On Monday mornings Toni and I would ask each other the same questions.
‘écras anyone?’
‘ ’Fraid not.’
‘épat?’
‘Well, not exactly …’
‘Sirred?’
A teasing smile of assent would rescue the whole weekend.
We counted the number of times we were sirred; we remembered the best occasions and retailed them to each other in the tones of old roués recalling conquests; and, of course, we never forgot the first time.

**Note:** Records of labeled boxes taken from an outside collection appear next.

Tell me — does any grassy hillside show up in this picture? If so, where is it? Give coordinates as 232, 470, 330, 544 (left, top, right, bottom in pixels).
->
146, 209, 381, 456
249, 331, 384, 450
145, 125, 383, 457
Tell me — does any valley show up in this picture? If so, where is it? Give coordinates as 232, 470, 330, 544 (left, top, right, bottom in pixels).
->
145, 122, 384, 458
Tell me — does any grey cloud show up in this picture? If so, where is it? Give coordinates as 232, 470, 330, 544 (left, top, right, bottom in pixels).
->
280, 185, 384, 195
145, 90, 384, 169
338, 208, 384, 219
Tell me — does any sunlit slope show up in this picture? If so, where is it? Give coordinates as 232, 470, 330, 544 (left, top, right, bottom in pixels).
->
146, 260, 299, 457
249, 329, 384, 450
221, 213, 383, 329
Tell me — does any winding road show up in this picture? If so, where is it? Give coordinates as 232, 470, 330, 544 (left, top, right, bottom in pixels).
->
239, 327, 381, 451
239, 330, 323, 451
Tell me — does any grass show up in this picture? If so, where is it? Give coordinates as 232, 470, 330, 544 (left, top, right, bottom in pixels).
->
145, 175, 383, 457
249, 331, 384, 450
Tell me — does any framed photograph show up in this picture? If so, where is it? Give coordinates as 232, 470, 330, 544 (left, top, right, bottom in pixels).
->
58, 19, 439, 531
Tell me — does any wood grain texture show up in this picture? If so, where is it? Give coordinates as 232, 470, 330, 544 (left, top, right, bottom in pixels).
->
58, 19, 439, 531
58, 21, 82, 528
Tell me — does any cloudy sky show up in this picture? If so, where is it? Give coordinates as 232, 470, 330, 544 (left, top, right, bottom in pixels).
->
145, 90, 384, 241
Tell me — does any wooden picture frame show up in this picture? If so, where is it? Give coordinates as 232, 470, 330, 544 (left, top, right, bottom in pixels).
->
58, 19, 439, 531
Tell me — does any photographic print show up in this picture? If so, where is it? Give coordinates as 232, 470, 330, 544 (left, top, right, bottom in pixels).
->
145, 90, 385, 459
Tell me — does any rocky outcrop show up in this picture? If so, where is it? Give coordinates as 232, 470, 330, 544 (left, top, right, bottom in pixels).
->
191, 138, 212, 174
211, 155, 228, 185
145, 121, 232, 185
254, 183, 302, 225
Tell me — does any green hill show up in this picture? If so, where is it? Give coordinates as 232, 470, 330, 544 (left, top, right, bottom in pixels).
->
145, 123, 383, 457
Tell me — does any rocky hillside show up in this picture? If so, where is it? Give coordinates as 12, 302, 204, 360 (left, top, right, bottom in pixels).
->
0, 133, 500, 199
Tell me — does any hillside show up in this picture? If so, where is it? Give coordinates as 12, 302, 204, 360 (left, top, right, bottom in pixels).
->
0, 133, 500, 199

My own first time, on which I still dwelt happily, occurred when I was measured for my first pair of longs. It was in a thin, corridor-like shop in Harrow, which was wall-papered with boxes of clothes; racks of camouflage windcheaters and corduroy trousers as stiff as cardboard turned it into an obstacle course. Whatever colour you wore when you went into the
shop, you always came out in grey or bottle-green. They did sell brown as well – but nobody, my mother assured me, wore brown until they were retired. On this occasion, I was booked to come out in grey.
My mother, though timid in her family and social life, was always precise and authoritarian in shops. Some deep instinct told her that here was one hierarchy which would never be disturbed.